Hello Time 2 sec Max Age 12 sec Forward Delay 9 sec

Bridge ID Priority 24596 (priority 24576 sys-id-ext 20)

Address 0022.90a4.efc0

Hello Time 2 sec Max Age 12 sec Forward Delay 9 sec

Aging Time 300

Interface Role Sts Cost Prio.Nbr Type

---------------- ---- --- --------- -------- --------------------------------

Po2 Desg FWD 3 128.642 P2p

Po3 Desg FWD 3 128.643 P2p

Po4 Desg FWD 3 128.644 P2p

#

May not be able to pick up on this until 24th now so may be a time lag if more info is needed

sachinraja · ‎12-22-2009

Hi Nik

One thing i noticed was the core switch 1 has VTP server configured, and core switch 2 has VTP clients.. Is core 1 the only vtp server on the network ? with server-client vtp architectures, it is advisible to have both the core switches configured as servers, so that even if one goes down, you will have another VTP server where you can add VLANs , if required..

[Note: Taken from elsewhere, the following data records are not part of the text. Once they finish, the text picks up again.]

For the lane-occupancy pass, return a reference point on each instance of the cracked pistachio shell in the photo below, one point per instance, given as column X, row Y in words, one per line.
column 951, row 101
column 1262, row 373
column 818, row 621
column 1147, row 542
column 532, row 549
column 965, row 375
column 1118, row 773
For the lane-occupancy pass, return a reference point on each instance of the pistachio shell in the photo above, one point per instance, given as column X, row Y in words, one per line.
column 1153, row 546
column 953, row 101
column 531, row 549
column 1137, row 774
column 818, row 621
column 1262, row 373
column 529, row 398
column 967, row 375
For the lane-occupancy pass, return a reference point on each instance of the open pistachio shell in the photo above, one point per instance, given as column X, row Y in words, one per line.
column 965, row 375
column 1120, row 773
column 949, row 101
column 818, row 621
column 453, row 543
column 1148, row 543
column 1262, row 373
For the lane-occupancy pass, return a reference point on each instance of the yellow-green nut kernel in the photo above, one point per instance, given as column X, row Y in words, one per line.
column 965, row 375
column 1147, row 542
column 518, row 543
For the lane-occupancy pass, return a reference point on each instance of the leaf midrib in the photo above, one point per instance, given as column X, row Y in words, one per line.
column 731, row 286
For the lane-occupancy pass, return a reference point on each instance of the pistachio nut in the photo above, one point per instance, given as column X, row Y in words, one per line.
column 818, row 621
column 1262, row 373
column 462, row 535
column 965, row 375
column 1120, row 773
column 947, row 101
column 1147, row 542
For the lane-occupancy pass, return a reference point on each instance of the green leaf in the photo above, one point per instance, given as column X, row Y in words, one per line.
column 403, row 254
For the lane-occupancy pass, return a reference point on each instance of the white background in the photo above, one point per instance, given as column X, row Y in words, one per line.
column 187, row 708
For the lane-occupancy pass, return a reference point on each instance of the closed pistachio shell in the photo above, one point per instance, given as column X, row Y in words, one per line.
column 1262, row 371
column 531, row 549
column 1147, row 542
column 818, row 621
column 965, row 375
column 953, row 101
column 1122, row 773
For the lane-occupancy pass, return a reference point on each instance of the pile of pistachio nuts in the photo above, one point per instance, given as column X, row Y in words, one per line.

I think the HSRP messages are clear:

Active router is local

Standby router is unknown

As you said, since the hellos were lost, both the switches see themselves as ACTIVE... do you monitor the bandwidth on the trunk of the switches ? we have had similar cases, where hsrp hellos have failed because of high bandwidth on the l2 trunk, because of spanning tree loops.. even in that case, is vlan 20 the only vlan which lost connectivity after the switch came up ? btw, did you say switch 1 went down, and VLAN 20 wasnt reachable from switch 2 ? Just wanted to confirm the exact issue...

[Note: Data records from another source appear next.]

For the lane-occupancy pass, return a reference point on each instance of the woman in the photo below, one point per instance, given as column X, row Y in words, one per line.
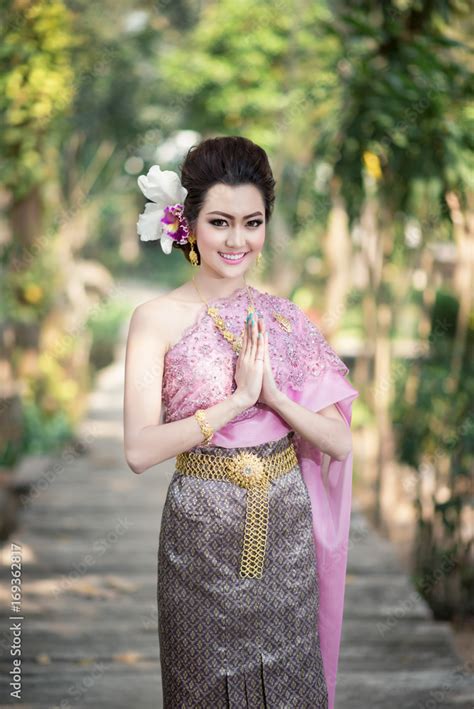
column 253, row 539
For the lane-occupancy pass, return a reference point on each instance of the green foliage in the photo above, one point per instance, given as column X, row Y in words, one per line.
column 104, row 326
column 36, row 86
column 259, row 70
column 435, row 435
column 407, row 115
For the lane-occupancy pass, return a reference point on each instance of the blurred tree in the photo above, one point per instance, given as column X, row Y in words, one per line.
column 402, row 151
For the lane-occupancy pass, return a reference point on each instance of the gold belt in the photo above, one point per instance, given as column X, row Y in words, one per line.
column 254, row 473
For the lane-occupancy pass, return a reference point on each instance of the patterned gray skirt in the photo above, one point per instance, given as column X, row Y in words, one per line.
column 226, row 641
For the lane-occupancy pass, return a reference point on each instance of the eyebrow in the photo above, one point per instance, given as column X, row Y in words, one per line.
column 254, row 214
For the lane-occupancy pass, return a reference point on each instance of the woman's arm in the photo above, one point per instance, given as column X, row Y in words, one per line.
column 326, row 429
column 148, row 442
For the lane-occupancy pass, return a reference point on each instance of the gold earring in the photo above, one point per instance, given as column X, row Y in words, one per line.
column 193, row 257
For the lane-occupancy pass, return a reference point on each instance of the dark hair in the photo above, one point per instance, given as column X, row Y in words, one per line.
column 229, row 160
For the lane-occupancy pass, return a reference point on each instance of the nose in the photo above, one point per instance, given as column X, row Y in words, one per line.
column 236, row 239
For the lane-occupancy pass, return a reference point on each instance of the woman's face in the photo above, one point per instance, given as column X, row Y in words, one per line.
column 231, row 222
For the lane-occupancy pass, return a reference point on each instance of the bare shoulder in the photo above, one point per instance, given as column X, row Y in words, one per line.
column 153, row 319
column 163, row 316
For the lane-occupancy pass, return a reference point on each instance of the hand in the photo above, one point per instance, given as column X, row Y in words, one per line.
column 250, row 362
column 269, row 391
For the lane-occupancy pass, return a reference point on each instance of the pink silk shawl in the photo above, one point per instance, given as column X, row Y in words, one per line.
column 198, row 373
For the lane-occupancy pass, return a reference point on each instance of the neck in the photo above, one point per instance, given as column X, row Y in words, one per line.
column 217, row 287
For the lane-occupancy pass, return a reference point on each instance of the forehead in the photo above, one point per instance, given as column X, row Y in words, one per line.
column 238, row 199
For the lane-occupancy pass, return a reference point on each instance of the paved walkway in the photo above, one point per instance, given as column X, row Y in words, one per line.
column 89, row 538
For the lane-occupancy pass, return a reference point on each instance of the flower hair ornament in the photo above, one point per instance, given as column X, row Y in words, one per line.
column 163, row 217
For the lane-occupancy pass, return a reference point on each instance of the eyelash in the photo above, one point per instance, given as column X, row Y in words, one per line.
column 258, row 222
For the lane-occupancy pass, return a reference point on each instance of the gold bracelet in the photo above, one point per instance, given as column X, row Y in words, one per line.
column 206, row 429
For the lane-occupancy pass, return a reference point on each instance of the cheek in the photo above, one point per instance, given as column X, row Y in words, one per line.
column 208, row 240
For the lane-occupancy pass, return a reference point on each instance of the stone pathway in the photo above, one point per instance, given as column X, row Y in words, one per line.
column 89, row 538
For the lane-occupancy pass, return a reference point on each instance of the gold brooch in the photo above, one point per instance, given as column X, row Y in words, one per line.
column 246, row 470
column 284, row 323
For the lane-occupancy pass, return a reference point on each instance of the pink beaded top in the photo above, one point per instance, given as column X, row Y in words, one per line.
column 199, row 368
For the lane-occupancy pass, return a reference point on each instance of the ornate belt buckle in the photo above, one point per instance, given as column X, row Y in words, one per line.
column 246, row 470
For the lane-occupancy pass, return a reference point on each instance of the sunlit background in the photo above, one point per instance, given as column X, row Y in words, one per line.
column 366, row 112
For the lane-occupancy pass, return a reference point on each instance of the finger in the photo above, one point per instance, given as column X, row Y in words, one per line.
column 244, row 347
column 251, row 334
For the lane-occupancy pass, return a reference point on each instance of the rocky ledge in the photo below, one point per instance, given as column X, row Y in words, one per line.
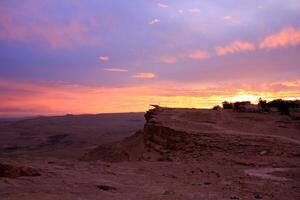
column 172, row 134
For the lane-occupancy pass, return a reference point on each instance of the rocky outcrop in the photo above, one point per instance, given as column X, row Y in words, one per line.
column 10, row 171
column 195, row 135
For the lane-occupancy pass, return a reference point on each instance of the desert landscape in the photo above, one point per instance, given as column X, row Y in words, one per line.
column 149, row 100
column 173, row 154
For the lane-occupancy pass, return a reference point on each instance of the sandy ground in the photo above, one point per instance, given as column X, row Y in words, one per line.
column 266, row 169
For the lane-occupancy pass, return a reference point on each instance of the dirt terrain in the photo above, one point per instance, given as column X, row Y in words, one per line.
column 175, row 154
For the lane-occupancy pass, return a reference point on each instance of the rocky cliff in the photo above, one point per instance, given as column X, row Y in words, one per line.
column 208, row 135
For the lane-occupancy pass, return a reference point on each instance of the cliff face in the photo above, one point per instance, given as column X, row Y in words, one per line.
column 199, row 135
column 189, row 134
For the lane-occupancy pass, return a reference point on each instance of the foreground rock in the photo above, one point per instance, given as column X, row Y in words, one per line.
column 249, row 139
column 10, row 171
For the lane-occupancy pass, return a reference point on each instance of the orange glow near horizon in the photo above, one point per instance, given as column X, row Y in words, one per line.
column 77, row 99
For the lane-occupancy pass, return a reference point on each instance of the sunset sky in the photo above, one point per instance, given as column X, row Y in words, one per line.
column 101, row 56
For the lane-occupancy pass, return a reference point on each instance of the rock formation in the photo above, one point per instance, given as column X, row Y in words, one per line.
column 197, row 135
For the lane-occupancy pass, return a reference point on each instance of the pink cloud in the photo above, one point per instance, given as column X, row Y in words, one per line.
column 162, row 5
column 288, row 36
column 103, row 58
column 115, row 70
column 194, row 10
column 154, row 21
column 235, row 47
column 57, row 36
column 19, row 98
column 199, row 55
column 227, row 17
column 144, row 75
column 169, row 59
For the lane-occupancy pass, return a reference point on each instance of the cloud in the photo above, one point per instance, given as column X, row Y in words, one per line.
column 180, row 11
column 196, row 55
column 61, row 98
column 235, row 47
column 227, row 18
column 104, row 58
column 154, row 21
column 161, row 5
column 194, row 10
column 115, row 70
column 57, row 36
column 144, row 75
column 199, row 55
column 288, row 36
column 168, row 59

I think you should follow what Glen suggested on looking for spanning tree blockages on the network... Also do you see anything suspicious in "Show log" output from your 4500 switches?

Regards

Raj

glen.grant · ‎12-22-2009

Things to check . Do a "show stand brief" and see if each switch sees the other side . Which side is the active side ? Make sure all your spanning tree roots are on the hsrp active side with standby side as secondary . If there is a particular switch hung off these that is having a problem , check the root on that switch for vlan 20 and see if it is the correct uplink to the 4500's . On your lower switches do a show spanning tree blockedports and see if there are any blockports that maybe should not be blocked. Also in most of our implementations we use the preempt command on both sides in order to have it work correctly , I see it is off on one side of your config. Both sides think they are the active router so there is no L2 path between your 4500's either over the trunk between them or thru a access switch hung off the 4500's. I would look around and see if vlan 20 is blocked via spanning tree somewhere . I would also check to verify that vlan 20 is allowed on the trunk between the 4500's on both sides of that link .

nik.sharp · ‎02-02-2010

This problem has now been resolved by powering off both the core switches and then powering on Switch1 first, allowing it to come up completely, then bringing up Switch2. When this was done everthing started working correctly.

Thanks for all the suggestions and advice, much appreciated. Unfortunately, I will never know what was causing this.

Nik

sachinraja · ‎02-02-2010

Nik

Thanks for letting the group know.. its quite strange, but thats how some troubleshooting ends ;) Let us know if you have any more queries.

Raj

bret · ‎02-02-2010

Can you please post a copy of your show inter vlan 20 for both switches after the reboot.